By Spencer . March 30, 2007 . 1:43pm
After flying around to GDC and SXSW I’ve finally had more time to delve into Fire Emblem: Goddess of Dawn. It’s absolutely fantastic that is if you like Fire Emblem or other strategy RPGs. Unlike other Wii games like Wii Sports and Wario Ware: Smooth Moves, Fire Emblem: Goddess of Dawn doesn’t offer anything unique or even radically different from the Fire Emblem series. You move your units around with the D-pad, attack with weapons using the same rocks-paper-scissors system and slowly build up your characters one hit point at a time. The thing about the Fire Emblem series is it knows who is buying the game, fans of the series, which is why Nintendo probably didn’t go to great lengths to force motion control in Fire Emblem.

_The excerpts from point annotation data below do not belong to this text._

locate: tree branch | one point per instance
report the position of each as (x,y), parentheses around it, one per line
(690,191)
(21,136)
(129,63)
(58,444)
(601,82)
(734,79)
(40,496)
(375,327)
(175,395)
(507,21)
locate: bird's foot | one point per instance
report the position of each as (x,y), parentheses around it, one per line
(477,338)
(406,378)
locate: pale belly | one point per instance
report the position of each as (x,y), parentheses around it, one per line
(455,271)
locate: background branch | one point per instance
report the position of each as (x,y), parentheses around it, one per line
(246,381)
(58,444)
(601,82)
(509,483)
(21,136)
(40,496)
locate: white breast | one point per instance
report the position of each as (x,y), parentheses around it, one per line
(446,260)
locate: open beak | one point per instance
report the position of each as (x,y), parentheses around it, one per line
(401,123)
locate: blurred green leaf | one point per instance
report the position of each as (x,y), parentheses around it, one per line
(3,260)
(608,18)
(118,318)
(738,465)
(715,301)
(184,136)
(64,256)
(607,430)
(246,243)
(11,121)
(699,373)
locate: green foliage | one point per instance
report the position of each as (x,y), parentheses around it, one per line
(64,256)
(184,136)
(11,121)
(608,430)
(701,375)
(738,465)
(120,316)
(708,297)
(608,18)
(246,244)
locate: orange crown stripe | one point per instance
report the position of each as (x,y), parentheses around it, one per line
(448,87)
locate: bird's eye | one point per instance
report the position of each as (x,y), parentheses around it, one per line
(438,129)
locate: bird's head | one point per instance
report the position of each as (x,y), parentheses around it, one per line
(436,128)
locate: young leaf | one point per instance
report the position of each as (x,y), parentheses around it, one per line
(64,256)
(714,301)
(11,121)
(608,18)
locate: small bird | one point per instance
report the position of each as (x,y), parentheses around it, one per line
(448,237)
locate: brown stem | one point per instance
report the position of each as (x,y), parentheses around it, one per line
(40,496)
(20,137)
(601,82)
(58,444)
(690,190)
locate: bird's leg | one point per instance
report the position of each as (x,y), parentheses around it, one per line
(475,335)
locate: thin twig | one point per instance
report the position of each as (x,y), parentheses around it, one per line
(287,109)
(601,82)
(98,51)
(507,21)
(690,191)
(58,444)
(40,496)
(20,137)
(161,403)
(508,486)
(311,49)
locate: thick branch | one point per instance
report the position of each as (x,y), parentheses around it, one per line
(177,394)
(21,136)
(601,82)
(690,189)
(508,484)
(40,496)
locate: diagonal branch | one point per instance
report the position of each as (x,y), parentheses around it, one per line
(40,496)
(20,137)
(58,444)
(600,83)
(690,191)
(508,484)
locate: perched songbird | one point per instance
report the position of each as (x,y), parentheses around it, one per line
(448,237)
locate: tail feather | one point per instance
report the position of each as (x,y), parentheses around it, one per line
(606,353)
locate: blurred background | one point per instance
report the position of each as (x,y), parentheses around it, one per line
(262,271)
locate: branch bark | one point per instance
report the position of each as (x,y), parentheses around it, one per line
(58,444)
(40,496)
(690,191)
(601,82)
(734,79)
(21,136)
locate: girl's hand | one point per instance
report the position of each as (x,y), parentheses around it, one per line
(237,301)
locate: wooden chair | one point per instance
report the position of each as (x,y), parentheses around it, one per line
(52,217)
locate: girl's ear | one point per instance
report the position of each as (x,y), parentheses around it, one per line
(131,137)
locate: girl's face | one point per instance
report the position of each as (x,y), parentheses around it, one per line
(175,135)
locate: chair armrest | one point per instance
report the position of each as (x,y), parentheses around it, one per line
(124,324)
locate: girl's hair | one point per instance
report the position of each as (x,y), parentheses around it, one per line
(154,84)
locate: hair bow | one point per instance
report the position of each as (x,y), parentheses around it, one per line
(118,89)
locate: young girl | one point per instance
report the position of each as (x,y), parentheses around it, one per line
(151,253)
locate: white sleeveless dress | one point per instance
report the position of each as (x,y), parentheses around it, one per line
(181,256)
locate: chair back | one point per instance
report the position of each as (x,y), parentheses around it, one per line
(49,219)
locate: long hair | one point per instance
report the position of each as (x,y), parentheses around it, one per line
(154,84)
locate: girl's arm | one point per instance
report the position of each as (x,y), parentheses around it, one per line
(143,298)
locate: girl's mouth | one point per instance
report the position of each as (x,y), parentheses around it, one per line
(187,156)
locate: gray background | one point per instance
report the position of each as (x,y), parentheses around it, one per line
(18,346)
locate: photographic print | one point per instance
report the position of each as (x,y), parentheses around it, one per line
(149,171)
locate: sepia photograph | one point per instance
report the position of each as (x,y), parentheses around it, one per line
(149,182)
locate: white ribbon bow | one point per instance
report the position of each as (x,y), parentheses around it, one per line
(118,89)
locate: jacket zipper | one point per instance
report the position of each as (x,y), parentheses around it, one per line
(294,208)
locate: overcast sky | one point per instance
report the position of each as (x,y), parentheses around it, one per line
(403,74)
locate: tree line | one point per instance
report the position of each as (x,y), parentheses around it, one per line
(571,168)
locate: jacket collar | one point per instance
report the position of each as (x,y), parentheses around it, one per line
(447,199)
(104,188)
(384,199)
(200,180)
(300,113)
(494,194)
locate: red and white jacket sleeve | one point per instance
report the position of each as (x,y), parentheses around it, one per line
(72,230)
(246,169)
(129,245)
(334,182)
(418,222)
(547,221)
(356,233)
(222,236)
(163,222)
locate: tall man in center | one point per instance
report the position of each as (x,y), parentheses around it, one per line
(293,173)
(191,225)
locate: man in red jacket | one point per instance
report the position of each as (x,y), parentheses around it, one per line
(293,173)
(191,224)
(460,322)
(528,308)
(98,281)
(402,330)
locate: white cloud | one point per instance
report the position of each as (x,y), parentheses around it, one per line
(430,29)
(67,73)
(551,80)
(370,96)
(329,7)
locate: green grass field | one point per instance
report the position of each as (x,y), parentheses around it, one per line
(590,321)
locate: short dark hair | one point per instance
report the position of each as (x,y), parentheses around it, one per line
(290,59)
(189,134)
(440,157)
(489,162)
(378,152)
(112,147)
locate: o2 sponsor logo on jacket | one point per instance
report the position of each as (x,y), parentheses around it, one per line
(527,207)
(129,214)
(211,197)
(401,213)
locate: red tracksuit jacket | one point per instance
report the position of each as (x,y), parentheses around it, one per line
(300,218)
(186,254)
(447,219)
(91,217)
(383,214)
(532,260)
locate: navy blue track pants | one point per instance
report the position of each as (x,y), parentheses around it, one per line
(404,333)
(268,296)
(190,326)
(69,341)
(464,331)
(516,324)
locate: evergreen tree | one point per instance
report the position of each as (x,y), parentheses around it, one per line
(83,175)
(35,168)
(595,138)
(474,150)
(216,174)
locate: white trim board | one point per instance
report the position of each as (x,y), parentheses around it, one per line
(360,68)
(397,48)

Also it is pretty clear that Fire Emblem: Goddess of Dawn originated as a Gamecube title, but after Nintendo decided to shift gears to the Wii the control scheme was altered let players hold the remote like a classic Nintendo controller. You start off with Michiah, a light mage, but Sothe is the star of the first part of game. Sothe is a rogue character with a steal command and the ability to use daggers which often give him two hits. You also get Meg a heavily armored female warrior with little HP and low movement range and Laura the essential healer with life magic in your party early on. One change compared to Path of Radiance is each character levels up independently so if you want to make Laura stronger, you have to let her cast healing spells every chance she gets. Otherwise she will be stuck at a lower level than the rest of the party.
There is also another feature in Fire Emblem: Goddess of Dawn that lets you boost other characters stats. Using the support command you can assign characters to be partners, by default Michiah and Sothe are assigned as partners. If you place Michiah within a fixed range Sothe and she gets ready to cast sunny she blinks green and gets a stat boost. The amount of the boost is determined by what character you choose as a partner. Naturally, characters with relationships in the game work well as assigned partners. The support system puts a little more emphasis on where you want to position characters. Instead of arbitrarily selecting the closest character to attack, it’s beneficial to move your army in teams.
See the wolf in the video below? That’s Org a shape shifter, but has a special ability that lets him stay in wolf form. You are going to need Org’s help to rescue Jill who grew up a little from Fire Emblem: Path of Radiance.